Richer & Imbault Expires 14 September 2023 [Page 19]
Internet-Draft Grant Negotiation and Authorization Prot March 2023
3. The AS returns a derived token to RS1 for use at RS2.
4. RS1 calls RS2 with the token from (3).
5. RS2 fulfills the call from RS1.
6. RS1 fulfills the call from the original client instance.
If the RS needs to derive a token from one presented to it, it can
request one from the AS by making a token request as described in
[GNAP] and presenting the existing access token's value in the
"existing_access_token" field.
Since the RS is acting as a client instance, the RS MUST identify
itself with its own key in the client field and sign the request just
as any client instance would, as described in Section 3.2.
POST /tx HTTP/1.1
Host: server.example.com
Content-Type: application/json
Detached-JWS: ejy0...
{
"access_token": {
"access": [
{
"actions": [
"read",
"write",
"dolphin"
],
"locations": [
"https://server.example.net/",
"https://resource.local/other"
],
"datatypes": [
"metadata",
"images"
]
},
"dolphin-metadata"
]
},
"client": "7C7C4AZ9KHRS6X63AJAO",
"existing_access_token": "OS9M2PMHKUR64TB8N6BW7OZB8CDFONP219RP1LT0"
}
Richer & Imbault Expires 14 September 2023 [Page 20]

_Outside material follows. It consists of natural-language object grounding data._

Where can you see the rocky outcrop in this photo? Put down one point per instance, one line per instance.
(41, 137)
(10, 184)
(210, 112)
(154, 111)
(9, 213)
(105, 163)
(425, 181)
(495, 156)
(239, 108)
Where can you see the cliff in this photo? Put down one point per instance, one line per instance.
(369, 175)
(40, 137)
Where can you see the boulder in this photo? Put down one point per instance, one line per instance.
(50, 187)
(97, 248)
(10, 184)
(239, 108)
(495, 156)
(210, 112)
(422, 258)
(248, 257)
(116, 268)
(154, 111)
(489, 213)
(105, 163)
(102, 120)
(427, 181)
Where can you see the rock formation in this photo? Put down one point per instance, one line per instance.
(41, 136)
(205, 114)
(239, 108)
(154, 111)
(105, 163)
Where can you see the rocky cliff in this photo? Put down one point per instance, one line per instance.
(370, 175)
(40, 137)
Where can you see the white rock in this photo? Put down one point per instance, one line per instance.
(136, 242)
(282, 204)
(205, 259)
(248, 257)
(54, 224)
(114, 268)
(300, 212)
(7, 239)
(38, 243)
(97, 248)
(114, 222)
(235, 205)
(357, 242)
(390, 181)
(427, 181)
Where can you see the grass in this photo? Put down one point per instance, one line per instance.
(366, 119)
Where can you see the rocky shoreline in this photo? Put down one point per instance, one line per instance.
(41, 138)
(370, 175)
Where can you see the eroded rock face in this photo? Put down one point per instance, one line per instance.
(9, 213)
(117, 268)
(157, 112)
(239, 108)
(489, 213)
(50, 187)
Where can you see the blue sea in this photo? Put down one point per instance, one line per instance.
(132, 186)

Internet-Draft Grant Negotiation and Authorization Prot March 2023
The AS responds with a token for the downstream RS2 as described in
[GNAP]. The downstream RS2 could repeat this process as necessary
for calling further RS's.
5. Acknowledgements
(TODO: the ACK section should probably be split between the
documents)
6. IANA Considerations
IANA is requested to create the following registries.
6.1. Token Formats Registry
This document defines a GNAP token format, for which IANA is asked to
create and maintain a new registry titled "GNAP Token Formats".
Initial values for this registry are given in Section 6.1.2. Future
assignments and modifications to existing assignment are to be made
through the Expert Review registration policy [RFC8126].
The Designated Expert (DE) is expected to ensure that all
registrations follow the template presented in Section 6.1.1. The DE
is expected to ensure that the format's definition is sufficiently
unique from other formats provided by existing parameters. The DE is
expected to ensure that the format's definition specifies the format
of the access token in sufficient detail to allow for the AS and RS
to be able to communicate the token information.
6.1.1. Registry Template
Name The name of the format.
Status Whether or not the format is in active use. Possible values
are Active and Deprecated.
Description Human-readable description of the access token format.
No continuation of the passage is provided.